Ansible-Galaxy CLI を設定して、コレクションを検証することができます。これにより、ダウンロードしたコレクションは組織によって承認され、Automation Hub にアップロードされた後に変更されません。

コレクションが Automation Hub によって署名されている場合に、サーバーは ASCII 版の GPG 割り当て解除署名を提供して、コレクションのコンテンツを検証する前に MANIFEST.json の信頼性を検証します。ansible-galaxyキーリングを設定する か、--keyring オプションでパスを指定して、署名検証をオプトインする必要があります。

前提条件

  • 署名付きコレクションが Automation Hub で署名を検証するために利用できる。
  • 認定コレクションが組織内の承認済みのロールによって署名できる。
  • 検証用の公開鍵がローカルシステムキーリングに追加されている。

手順

  1. ansible-galaxy で使用するデフォルト以外のキーリングに公開鍵をインポートするには、以下のコマンドを実行します。 

    gpg --import --no-default-keyring --keyring ~/.ansible/pubring.kbx my-public-key.asc
    注記

    Automation Hub が提供する署名のほかに、署名ソースは要件ファイルとコマンドラインで指定することもできます。署名ソースは URI である必要があります。

  2. --signature オプションを使用して、CLI で提供されたコレクション名を追加の署名で検証します。 

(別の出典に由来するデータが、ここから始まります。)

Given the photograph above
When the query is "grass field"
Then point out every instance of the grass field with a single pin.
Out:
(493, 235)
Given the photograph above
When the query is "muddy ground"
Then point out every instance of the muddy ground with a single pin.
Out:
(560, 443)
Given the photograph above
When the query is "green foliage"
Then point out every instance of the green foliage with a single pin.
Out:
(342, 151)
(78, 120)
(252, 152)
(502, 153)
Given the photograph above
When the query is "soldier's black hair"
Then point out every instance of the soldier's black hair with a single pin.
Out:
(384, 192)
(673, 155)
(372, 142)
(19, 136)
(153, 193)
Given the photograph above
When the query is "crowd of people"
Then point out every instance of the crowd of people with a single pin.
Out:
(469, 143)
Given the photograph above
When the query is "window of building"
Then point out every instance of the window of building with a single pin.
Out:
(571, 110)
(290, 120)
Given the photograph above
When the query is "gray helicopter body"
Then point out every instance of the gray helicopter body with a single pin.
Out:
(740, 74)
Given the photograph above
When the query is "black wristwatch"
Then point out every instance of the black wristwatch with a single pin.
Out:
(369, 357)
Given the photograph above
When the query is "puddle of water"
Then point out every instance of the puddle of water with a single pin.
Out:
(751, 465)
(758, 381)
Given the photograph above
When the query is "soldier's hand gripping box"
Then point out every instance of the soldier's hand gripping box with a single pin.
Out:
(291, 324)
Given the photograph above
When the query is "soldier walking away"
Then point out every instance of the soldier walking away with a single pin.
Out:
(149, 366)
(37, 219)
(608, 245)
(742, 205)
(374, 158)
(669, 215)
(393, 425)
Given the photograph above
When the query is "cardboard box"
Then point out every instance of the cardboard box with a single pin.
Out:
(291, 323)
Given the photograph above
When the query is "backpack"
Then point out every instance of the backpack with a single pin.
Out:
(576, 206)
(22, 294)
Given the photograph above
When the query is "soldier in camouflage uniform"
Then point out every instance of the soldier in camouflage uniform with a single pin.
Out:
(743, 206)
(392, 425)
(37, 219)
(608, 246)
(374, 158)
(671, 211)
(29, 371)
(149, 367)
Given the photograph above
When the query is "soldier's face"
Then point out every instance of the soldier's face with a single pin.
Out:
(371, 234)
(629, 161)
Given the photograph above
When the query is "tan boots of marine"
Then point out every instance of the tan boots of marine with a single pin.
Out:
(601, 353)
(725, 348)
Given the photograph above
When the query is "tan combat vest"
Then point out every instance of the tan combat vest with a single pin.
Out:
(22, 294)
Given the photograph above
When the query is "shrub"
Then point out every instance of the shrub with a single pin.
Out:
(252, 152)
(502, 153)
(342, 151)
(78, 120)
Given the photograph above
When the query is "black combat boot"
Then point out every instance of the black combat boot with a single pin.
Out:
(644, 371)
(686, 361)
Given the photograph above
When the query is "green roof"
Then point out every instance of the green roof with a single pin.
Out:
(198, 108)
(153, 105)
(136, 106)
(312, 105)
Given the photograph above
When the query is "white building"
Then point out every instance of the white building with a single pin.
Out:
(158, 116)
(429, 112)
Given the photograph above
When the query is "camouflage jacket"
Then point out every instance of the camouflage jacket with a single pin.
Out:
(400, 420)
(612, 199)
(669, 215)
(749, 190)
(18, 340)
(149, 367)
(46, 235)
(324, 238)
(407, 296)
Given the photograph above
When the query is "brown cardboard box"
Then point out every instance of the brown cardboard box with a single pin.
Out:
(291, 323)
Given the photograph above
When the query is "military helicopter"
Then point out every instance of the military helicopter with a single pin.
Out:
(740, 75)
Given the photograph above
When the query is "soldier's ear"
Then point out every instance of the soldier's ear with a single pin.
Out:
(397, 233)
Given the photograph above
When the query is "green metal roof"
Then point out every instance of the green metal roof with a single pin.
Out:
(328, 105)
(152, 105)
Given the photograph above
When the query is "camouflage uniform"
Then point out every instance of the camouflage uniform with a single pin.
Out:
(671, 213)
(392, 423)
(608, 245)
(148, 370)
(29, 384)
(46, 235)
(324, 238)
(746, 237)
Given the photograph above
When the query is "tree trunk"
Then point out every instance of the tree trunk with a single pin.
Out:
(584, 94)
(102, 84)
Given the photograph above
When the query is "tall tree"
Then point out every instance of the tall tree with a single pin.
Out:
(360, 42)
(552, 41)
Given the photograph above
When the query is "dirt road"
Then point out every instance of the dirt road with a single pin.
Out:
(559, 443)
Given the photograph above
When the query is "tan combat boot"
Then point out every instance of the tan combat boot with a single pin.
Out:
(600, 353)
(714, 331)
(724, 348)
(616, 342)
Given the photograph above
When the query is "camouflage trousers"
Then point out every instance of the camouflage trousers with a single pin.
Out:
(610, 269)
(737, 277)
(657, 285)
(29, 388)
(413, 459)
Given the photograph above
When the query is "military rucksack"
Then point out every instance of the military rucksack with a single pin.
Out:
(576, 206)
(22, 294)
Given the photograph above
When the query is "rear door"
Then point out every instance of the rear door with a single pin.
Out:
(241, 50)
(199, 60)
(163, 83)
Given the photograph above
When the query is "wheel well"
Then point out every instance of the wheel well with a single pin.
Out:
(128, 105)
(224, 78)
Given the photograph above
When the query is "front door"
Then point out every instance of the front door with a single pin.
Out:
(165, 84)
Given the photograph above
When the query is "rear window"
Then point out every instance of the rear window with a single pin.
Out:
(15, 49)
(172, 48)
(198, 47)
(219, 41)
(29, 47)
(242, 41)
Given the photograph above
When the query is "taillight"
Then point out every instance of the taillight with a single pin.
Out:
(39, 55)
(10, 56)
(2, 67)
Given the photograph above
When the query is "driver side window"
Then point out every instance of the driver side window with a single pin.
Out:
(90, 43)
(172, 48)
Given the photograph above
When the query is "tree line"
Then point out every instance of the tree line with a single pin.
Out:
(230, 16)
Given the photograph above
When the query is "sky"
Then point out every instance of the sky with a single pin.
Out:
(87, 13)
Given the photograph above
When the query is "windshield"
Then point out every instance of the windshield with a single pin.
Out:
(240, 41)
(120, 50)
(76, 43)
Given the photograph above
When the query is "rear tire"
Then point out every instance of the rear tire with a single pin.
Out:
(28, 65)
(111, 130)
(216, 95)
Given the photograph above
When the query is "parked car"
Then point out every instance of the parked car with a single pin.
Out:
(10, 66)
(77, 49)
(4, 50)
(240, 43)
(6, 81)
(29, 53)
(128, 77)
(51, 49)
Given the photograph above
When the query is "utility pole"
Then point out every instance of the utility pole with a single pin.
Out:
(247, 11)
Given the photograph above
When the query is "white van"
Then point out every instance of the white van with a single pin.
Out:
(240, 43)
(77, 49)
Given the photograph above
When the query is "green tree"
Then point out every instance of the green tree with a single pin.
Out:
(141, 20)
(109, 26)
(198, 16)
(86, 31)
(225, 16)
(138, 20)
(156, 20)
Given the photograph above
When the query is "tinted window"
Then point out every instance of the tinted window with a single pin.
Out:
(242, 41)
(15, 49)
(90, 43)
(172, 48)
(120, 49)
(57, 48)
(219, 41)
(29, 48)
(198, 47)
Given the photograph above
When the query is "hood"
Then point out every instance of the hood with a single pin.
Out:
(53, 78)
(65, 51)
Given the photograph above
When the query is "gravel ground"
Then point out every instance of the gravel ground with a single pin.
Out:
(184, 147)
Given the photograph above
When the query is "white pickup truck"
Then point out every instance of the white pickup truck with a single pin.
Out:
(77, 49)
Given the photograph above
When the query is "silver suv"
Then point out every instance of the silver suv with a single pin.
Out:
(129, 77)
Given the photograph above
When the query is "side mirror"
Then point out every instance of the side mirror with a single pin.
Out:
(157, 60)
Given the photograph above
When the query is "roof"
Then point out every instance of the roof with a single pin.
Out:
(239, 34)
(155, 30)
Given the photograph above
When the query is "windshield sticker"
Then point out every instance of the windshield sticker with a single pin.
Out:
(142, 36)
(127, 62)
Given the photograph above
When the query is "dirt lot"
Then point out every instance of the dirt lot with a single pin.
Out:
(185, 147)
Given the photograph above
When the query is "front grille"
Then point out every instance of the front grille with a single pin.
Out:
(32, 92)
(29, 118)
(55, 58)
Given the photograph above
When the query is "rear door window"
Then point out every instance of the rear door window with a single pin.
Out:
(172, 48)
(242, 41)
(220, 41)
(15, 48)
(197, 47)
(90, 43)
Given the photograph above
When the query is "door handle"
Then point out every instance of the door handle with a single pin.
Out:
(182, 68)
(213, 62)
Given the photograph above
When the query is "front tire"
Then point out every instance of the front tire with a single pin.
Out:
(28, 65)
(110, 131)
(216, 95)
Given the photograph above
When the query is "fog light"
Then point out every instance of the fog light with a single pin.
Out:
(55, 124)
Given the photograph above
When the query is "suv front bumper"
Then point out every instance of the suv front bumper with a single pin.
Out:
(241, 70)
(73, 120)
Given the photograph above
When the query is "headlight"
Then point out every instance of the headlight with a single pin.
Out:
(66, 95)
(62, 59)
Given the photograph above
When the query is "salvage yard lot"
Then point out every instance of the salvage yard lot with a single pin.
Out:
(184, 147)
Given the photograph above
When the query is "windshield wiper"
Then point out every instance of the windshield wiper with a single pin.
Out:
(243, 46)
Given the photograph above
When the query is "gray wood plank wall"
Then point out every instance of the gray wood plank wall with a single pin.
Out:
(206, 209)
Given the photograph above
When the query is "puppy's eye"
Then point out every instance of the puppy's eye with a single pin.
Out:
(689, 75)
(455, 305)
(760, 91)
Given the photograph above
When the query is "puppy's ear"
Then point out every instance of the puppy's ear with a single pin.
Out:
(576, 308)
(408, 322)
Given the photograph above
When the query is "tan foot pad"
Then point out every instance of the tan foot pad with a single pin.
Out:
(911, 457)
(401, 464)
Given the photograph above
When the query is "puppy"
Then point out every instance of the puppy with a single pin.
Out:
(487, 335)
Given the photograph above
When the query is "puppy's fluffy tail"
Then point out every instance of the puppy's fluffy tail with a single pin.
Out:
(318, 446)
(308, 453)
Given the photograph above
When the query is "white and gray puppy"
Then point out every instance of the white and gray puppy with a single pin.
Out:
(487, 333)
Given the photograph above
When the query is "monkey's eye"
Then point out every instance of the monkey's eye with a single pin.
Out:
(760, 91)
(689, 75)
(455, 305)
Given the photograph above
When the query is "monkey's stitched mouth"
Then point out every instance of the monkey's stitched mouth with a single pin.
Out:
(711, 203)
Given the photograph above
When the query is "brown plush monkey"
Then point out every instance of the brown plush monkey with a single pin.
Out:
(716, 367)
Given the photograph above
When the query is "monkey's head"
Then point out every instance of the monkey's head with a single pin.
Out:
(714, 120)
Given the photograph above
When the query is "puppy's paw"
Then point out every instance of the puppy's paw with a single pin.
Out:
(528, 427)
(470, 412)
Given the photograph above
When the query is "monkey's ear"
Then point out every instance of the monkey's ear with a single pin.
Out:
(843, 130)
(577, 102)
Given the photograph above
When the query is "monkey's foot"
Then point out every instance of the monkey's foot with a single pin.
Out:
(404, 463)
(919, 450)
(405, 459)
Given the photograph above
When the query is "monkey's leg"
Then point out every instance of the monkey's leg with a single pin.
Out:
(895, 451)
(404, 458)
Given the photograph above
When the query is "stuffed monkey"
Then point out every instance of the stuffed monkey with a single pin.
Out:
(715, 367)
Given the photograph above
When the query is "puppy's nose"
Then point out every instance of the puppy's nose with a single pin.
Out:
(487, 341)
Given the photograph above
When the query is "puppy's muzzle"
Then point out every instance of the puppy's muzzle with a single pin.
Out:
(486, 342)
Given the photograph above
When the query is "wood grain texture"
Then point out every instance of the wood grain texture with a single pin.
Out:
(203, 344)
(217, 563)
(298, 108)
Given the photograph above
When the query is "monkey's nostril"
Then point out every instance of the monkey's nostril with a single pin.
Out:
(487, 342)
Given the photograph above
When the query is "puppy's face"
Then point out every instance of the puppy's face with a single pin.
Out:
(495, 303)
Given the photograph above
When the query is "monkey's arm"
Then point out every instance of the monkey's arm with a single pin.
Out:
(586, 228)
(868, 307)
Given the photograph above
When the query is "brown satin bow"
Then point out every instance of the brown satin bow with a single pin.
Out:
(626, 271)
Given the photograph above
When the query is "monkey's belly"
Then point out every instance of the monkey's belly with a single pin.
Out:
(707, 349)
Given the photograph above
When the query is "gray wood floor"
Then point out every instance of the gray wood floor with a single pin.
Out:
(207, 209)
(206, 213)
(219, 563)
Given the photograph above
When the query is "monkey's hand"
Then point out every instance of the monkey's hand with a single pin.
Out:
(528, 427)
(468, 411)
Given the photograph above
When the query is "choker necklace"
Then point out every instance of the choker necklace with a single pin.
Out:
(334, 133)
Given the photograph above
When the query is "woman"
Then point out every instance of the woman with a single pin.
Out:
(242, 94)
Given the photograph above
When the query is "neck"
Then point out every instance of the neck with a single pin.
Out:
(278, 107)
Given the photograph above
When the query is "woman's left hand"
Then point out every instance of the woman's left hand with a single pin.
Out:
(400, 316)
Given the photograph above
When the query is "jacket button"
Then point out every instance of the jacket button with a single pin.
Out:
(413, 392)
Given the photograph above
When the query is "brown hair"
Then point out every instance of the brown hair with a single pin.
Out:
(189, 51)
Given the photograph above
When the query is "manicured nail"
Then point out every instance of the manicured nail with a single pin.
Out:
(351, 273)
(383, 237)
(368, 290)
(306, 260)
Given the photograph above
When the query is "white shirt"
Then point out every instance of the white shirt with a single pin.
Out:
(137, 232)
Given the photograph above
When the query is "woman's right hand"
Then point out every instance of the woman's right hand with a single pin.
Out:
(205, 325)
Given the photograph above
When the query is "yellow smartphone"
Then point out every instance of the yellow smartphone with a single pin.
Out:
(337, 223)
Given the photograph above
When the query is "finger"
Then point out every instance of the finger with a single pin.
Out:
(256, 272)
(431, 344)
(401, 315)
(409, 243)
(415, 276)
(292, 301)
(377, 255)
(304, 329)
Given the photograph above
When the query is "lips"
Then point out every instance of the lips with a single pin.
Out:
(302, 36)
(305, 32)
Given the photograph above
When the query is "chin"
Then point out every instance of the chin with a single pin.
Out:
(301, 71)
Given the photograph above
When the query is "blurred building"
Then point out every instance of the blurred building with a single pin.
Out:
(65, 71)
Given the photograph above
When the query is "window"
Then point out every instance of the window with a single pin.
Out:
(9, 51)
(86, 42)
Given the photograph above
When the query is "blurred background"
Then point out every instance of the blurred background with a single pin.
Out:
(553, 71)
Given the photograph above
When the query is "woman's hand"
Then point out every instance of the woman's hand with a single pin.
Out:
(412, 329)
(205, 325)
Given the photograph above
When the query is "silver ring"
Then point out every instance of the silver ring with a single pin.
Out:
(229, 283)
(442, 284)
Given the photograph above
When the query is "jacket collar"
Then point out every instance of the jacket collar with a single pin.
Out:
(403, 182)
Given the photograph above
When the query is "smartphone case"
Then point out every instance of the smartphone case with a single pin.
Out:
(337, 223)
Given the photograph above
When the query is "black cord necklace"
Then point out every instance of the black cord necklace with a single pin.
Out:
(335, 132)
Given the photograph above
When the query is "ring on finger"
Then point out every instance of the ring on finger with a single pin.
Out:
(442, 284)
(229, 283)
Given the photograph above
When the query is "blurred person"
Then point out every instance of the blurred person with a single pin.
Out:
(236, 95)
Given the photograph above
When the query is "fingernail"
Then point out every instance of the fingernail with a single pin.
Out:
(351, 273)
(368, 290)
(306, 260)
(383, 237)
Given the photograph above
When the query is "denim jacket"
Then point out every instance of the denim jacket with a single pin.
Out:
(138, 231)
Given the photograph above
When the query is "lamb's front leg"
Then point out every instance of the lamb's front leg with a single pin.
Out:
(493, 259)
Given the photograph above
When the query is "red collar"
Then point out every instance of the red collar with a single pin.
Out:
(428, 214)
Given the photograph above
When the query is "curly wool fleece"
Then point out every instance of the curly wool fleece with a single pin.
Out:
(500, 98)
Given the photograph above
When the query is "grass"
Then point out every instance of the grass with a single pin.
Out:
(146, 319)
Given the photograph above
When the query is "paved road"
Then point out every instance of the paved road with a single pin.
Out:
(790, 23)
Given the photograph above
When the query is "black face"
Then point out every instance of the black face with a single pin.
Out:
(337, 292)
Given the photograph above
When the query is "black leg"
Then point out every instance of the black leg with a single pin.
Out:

    ansible-galaxy collection install namespace.collection
--signature https://examplehost.com/detached_signature.asc
--signature file:///path/to/local/detached_signature.asc --keyring ~/.ansible/pubring.kbx

    このオプションを複数回使用して、複数の署名を指定できます。

  3. 以下の例のように、要件ファイルのコレクションに、コレクションの署名キーの後に追加の署名ソースが表示されていることを確認します。 

    # requirements.yml
collections:
  - name: ns.coll
    version: 1.0.0
    signatures:
      - https://examplehost.com/detached_signature.asc
      - file:///path/to/local/detached_signature.asc

ansible-galaxy collection verify -r requirements.yml --keyring ~/.ansible/pubring.kbx

    Automation Hub からコレクションをインストールすると、サーバーが提供する署名はインストールされたコレクションと共に保存され、コレクションの信頼性を検証します。

  4. (オプション) Ansible Galaxy サーバーにクエリーを実行せずにコレクションの内部整合性を再度確認する必要がある場合は、--offline オプションを使用して、以前に使用したのと同じコマンドを実行します。